In Claude Shannon's paper,A Mathematical Theory of Communication, it states that
- A closed series of lines in the graph with all arrows on the lines pointing in the same orientation will be called a “circuit.” The “length” of a circuit is the number of lines in it. Thus in Fig. 5 series BEBES is a circuit of length 5. The second property required is that the greatest common divisor of the lengths of all circuits in the graph be one.
If the first condition is satisfied but the second one violated by having the greatest common divisor equal to d > 1, the sequences have a certain type of periodic structure. The various sequences fall into d different classes which are statistically the same apart from a shift of the origin (i.e., which letter in the sequence is called letter 1).
He gives an example:
A simple example with d = 2 is the following: There are three possible letters a; b; c. Letter a is followed with either b or c with probabilities 1/ 3 and 2/ 3 respectively.

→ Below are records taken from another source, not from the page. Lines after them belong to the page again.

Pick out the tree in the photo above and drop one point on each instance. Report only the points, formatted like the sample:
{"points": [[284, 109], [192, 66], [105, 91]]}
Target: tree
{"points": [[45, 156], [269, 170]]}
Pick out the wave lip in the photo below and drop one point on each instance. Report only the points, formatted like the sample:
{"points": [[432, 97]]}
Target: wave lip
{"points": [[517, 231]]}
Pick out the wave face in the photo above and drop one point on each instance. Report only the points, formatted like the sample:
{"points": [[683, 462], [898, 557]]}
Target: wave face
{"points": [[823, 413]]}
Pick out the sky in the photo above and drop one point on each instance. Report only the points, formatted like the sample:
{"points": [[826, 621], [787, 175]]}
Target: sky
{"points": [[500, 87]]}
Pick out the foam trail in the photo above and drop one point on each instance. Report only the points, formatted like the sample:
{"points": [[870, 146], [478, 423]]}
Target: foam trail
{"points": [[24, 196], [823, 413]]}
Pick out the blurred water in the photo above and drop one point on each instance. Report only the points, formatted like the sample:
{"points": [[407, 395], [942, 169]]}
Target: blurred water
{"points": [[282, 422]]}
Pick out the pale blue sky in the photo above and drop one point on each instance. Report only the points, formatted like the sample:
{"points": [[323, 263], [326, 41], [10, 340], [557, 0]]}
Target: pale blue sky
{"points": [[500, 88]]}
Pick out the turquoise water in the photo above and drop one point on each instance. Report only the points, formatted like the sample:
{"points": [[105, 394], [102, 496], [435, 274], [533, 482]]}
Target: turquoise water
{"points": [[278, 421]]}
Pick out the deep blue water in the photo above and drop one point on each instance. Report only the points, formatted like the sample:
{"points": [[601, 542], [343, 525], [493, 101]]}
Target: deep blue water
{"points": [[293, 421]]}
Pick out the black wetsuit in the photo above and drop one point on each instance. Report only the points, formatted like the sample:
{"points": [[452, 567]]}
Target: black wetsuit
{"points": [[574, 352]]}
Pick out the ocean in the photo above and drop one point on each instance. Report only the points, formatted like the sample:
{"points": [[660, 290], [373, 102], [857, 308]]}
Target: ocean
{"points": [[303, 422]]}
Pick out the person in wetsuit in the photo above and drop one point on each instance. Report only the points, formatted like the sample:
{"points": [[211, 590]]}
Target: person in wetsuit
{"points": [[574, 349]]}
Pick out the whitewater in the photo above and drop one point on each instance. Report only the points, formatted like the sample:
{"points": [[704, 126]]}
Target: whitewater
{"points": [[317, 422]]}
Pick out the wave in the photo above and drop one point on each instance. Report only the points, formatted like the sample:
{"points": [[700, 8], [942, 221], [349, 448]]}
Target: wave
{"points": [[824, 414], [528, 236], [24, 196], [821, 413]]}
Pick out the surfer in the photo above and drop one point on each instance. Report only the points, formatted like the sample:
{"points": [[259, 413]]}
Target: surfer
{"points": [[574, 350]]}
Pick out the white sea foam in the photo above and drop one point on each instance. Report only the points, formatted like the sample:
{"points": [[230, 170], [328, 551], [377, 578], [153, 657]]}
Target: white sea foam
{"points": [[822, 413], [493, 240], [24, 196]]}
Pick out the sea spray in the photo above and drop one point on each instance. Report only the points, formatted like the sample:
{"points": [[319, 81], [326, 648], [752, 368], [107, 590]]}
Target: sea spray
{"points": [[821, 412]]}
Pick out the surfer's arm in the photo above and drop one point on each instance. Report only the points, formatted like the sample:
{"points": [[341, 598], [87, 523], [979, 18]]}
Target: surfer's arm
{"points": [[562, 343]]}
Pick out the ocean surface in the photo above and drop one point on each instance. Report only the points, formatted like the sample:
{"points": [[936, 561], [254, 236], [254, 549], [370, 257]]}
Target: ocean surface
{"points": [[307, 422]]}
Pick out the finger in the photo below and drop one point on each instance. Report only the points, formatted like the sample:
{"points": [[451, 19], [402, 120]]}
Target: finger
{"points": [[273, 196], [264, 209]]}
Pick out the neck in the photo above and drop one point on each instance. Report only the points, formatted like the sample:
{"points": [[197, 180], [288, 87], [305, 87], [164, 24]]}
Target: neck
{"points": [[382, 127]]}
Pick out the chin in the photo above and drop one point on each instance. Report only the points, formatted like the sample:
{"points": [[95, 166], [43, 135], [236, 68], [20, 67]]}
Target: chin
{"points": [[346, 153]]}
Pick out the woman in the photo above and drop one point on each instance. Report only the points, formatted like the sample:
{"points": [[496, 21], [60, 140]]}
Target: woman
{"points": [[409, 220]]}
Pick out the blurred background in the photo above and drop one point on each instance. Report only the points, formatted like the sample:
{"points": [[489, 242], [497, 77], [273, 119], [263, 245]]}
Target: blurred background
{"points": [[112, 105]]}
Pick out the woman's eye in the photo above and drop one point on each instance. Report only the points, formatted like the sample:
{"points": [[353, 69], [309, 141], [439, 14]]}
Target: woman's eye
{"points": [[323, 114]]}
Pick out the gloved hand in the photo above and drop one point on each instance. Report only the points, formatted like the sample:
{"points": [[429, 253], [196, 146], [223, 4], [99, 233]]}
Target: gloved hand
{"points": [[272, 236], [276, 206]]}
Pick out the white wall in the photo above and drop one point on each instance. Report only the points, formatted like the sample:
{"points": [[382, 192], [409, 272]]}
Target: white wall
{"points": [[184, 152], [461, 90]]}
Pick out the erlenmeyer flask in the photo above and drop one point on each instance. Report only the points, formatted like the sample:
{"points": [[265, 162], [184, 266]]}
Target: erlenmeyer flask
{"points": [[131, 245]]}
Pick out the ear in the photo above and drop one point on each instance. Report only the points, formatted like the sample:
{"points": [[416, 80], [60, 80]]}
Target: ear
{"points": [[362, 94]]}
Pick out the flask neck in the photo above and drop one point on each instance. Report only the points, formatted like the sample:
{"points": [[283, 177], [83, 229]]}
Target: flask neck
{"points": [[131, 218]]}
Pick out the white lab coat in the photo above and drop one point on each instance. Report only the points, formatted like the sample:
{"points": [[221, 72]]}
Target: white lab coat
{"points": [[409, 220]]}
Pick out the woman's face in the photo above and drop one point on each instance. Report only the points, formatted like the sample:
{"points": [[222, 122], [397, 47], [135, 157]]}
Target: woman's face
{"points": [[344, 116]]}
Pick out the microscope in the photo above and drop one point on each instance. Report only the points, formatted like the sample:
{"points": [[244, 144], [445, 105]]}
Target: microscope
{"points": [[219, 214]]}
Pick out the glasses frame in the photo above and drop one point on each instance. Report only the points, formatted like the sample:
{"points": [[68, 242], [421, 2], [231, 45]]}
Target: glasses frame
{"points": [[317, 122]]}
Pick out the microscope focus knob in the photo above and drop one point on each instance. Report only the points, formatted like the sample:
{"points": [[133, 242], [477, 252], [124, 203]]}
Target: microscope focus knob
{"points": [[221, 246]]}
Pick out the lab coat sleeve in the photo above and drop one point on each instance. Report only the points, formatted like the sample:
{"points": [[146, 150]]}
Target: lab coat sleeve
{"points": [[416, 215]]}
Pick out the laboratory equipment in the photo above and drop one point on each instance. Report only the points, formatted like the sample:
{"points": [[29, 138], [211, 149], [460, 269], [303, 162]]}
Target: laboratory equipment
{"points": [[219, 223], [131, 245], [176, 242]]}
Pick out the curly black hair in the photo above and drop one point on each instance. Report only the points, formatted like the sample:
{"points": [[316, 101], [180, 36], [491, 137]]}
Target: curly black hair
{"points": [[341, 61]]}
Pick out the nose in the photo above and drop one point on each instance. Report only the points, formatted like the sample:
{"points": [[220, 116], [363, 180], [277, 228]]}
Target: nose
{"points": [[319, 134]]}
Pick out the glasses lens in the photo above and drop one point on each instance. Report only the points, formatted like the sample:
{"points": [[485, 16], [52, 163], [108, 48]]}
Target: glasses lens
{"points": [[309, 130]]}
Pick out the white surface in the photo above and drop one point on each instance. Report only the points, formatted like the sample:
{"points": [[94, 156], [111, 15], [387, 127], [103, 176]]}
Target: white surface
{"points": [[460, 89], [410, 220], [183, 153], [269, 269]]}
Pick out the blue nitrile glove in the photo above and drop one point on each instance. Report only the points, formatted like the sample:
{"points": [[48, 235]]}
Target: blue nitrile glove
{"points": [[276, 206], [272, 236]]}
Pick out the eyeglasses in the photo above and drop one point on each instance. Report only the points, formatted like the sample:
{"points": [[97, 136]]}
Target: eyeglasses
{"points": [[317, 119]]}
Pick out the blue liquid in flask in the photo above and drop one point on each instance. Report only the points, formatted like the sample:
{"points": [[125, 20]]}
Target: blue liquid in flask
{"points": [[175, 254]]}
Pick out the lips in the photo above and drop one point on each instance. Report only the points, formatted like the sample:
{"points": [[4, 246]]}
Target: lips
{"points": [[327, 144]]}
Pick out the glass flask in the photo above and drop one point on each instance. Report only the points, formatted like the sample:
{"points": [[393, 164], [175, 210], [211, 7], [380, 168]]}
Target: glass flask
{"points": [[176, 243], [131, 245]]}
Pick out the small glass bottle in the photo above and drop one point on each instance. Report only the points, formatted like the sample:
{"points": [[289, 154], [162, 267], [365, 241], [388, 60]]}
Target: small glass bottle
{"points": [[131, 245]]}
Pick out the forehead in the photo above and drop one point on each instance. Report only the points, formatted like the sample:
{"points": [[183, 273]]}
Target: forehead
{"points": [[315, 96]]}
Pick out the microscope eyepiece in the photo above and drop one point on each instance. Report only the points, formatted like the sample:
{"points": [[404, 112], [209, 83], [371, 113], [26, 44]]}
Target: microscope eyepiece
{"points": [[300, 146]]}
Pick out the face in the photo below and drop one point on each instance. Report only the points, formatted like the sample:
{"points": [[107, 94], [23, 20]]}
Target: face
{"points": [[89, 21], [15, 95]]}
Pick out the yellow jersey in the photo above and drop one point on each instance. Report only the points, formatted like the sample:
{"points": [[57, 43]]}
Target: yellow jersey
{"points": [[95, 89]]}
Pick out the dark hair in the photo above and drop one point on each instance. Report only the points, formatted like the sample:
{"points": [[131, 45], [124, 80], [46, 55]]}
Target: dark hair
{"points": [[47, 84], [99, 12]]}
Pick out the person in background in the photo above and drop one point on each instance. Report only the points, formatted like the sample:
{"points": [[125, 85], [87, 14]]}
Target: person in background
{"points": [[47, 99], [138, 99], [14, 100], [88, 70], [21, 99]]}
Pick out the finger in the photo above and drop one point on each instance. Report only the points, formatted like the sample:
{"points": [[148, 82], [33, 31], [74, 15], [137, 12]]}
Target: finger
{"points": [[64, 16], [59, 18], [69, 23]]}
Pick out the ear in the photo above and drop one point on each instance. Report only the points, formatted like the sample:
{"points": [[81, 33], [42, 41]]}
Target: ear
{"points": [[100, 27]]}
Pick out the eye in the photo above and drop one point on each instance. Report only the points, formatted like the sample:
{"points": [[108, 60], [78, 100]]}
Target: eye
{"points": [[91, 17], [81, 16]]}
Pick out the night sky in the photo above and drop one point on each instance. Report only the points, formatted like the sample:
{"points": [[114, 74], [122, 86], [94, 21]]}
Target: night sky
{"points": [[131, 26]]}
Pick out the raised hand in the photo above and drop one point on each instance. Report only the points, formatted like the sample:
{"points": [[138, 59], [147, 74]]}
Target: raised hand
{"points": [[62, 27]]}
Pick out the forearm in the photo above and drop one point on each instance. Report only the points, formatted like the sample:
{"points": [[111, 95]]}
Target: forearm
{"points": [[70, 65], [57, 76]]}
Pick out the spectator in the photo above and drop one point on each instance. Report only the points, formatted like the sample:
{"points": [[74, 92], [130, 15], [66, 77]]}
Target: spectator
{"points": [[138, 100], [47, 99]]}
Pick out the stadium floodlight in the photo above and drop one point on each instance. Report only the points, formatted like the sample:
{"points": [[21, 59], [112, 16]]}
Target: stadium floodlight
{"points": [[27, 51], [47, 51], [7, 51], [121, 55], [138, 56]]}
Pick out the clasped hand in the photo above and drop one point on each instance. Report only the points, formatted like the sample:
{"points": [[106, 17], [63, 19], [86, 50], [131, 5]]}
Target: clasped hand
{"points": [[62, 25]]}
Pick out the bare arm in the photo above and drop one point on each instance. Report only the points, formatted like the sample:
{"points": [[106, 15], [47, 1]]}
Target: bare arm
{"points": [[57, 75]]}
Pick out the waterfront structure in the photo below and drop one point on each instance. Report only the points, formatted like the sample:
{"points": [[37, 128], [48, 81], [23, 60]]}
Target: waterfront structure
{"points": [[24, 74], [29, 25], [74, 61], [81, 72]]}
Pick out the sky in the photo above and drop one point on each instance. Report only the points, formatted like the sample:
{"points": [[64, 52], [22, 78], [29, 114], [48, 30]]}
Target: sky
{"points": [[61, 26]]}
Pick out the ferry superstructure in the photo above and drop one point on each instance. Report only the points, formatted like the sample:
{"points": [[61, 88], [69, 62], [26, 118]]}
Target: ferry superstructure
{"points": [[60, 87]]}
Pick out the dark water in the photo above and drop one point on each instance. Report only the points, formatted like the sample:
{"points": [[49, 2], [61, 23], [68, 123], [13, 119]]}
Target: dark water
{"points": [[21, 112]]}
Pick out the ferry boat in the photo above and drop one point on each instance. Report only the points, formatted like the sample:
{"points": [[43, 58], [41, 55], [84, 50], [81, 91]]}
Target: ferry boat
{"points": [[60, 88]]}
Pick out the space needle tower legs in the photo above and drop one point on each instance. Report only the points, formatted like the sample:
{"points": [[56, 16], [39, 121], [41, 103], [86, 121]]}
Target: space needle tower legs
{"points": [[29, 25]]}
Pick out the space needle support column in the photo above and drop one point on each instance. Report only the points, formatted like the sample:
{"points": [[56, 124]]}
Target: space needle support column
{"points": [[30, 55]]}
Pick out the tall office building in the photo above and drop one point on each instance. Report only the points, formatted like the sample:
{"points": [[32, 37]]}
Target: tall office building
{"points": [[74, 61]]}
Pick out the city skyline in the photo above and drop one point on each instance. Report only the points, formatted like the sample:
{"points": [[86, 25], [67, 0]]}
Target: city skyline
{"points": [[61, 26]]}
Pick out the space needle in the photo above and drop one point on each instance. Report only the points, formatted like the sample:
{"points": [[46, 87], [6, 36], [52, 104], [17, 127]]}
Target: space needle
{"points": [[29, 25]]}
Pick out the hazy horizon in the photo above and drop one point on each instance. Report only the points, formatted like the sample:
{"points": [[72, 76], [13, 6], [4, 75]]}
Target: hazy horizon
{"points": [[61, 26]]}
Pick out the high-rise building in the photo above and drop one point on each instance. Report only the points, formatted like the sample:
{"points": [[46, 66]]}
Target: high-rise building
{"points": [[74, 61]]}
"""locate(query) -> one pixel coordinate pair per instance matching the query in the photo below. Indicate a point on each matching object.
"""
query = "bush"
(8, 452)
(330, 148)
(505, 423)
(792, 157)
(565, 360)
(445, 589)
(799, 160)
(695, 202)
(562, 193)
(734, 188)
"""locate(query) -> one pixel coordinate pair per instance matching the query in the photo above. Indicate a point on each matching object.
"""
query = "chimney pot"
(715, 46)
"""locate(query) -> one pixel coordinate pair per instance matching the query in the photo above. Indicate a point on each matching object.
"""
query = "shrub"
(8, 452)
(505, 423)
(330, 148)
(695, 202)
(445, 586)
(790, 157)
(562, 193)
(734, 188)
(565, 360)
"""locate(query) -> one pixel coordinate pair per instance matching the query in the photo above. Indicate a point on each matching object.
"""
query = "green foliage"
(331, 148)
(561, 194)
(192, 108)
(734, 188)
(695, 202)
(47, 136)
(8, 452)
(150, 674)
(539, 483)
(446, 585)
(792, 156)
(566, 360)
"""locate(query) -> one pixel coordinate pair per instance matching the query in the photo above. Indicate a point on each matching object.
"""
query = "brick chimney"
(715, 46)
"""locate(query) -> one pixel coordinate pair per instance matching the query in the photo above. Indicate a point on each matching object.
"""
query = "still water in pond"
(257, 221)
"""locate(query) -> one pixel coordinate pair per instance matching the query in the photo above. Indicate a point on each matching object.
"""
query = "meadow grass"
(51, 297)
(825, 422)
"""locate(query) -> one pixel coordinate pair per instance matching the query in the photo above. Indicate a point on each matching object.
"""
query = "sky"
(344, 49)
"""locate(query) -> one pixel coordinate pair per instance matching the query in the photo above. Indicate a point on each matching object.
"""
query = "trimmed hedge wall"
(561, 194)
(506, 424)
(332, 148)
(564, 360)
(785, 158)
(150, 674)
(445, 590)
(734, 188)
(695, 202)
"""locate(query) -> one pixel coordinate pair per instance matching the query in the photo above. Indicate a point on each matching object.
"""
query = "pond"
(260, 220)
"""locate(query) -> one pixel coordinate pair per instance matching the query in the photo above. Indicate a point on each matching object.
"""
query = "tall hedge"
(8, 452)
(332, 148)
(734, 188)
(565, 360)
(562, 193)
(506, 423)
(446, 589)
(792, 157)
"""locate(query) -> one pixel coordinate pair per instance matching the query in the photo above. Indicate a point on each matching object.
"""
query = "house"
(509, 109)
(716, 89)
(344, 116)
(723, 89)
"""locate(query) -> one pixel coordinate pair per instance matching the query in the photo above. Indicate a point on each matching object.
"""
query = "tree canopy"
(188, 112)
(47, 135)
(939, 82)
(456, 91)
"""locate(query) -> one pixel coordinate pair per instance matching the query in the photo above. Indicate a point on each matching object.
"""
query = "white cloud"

Either b or c is always followed by letter a. Thus a typical sequence is abacacacabacababacac
However, I still don't understand how the lack of coprimality gives a shift. Could someone please elaborate further?
Thanks
If you are familiar with Markov chain terminology, another way of phrasing this is that if the chain is $d$-periodic with $d > 1$ (v.s. aperiodic with $d = 1$), the vertices of the graph can be partitioned into $d$ equivalence classes $C_0, C_1, \dots, C_{d-1}$ on which the chain moves around cyclically. That is, if $x \in C_k$, then $P(x, y) > 0$ only if $y \in C_{k + 1}$ (where the indices are taken modulo $d$). (For example, see Exercise 1.6 of Levin, Peres, Wilmer - Markov Chains and Mixing Times.)
In the example given, we have $C_0 = \{ a \}$ and $C_1 = \{ b, c \}$, so there are essentially the same number of elements from each class in the sequence (up to a shift).